Though they think they have little in common, each possesses a secret that must be hidden at all costs. Proud, stubborn, bound to marry for the good of their kingdoms, this prince and princess will steal your heart, but will they fall in love?
I picked this book up at a local independent bookstore and I hadn’t heard of it until I saw it there. It looked interesting – also the synopsis proclaimed it as a retelling of “Beauty and the Beast,” which is one of my favorite fairy tales.

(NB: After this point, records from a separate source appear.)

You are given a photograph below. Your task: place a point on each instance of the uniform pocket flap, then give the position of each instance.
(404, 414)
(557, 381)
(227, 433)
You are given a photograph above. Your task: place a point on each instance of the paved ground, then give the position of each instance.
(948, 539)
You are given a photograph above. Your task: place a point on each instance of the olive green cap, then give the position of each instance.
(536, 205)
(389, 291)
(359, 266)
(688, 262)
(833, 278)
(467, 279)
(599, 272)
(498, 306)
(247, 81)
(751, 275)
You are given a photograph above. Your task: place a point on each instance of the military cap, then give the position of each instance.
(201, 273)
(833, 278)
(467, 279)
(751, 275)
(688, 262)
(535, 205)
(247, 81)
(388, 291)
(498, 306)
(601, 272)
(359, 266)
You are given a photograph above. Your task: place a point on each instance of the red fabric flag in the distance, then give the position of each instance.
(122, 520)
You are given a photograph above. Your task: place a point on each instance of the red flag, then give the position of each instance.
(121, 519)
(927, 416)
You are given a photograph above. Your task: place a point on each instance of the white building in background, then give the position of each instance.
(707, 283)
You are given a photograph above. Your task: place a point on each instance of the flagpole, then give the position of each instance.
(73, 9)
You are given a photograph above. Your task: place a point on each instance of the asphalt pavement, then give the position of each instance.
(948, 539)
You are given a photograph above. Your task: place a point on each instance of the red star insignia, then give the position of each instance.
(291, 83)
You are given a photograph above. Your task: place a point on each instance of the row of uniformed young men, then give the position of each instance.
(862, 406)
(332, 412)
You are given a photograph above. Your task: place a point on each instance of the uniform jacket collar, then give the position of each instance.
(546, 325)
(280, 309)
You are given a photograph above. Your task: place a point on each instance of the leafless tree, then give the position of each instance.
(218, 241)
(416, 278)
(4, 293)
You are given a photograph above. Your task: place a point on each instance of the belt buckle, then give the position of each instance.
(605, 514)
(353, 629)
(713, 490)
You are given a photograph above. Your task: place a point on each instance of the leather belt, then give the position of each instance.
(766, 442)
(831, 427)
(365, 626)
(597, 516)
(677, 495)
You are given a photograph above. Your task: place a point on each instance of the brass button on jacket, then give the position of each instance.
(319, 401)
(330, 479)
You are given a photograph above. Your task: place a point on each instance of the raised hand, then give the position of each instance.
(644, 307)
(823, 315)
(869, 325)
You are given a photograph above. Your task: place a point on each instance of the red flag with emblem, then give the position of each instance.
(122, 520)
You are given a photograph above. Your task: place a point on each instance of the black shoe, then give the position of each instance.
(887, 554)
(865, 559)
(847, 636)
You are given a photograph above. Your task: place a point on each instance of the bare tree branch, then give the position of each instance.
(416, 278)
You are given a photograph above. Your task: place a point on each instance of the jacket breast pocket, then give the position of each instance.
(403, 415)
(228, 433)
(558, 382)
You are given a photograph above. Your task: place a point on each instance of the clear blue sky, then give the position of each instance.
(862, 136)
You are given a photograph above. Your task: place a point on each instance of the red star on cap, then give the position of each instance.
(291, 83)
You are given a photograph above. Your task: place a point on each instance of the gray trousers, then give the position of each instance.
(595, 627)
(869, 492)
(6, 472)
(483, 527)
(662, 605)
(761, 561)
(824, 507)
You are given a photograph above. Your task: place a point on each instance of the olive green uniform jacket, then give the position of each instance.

It was a little jarring to find that this book is not told from the Princess’ point of view, despite having her name in the title and a princess on the cover. Now, it doesn’t always happen, but I figure that the character featured in the title would make an appearance in the first five chapters or so. Not this time – this book is told from Prince George’s point of view. The main plot of this story is that George was born with the forbidden animal magic, which just means that he can talk to animals in their own language (think Eliza from “The Wild Thornberrys”). Having this power is akin to being a leper in this land, so the prince has been forced to keep this ability of his a secret his entire life. His mother had the animal magic and she was “sent away” when George was a young boy (much the way your favorite pet dog was “sent away” while you were at school one day).
George eventually meets Princess Beatrice and becomes engaged to her as a matter of political advantage. Beatrice does not go anywhere without her hound, Marit, and the girl has an odd relationship with Marit which reveals itself throughout the story (and had the synopsis not spoiled the plot, I would have been more surprised by that development).
I enjoyed this book a lot – until the story ended about fifteen chapters early. I thought the main plot had resolved itself, but then was treated to another chunk of story about the political ins and outs of running this fairy tale country where animal magic people are discriminated against. The developments themselves don’t bother me. What bothered me is that this story. Takes. So. Long. To. End. I hoped that most of that was appendices or some other thing like that – nope, there was another ninety pages to slog through before the story reached its final conclusion. And I was annoyed. Not as much as when I read Uglies (because at least this conclusion made some sense), but enough. There are two more books after this one and I may pick them up, but I’m not in any hurry to do so.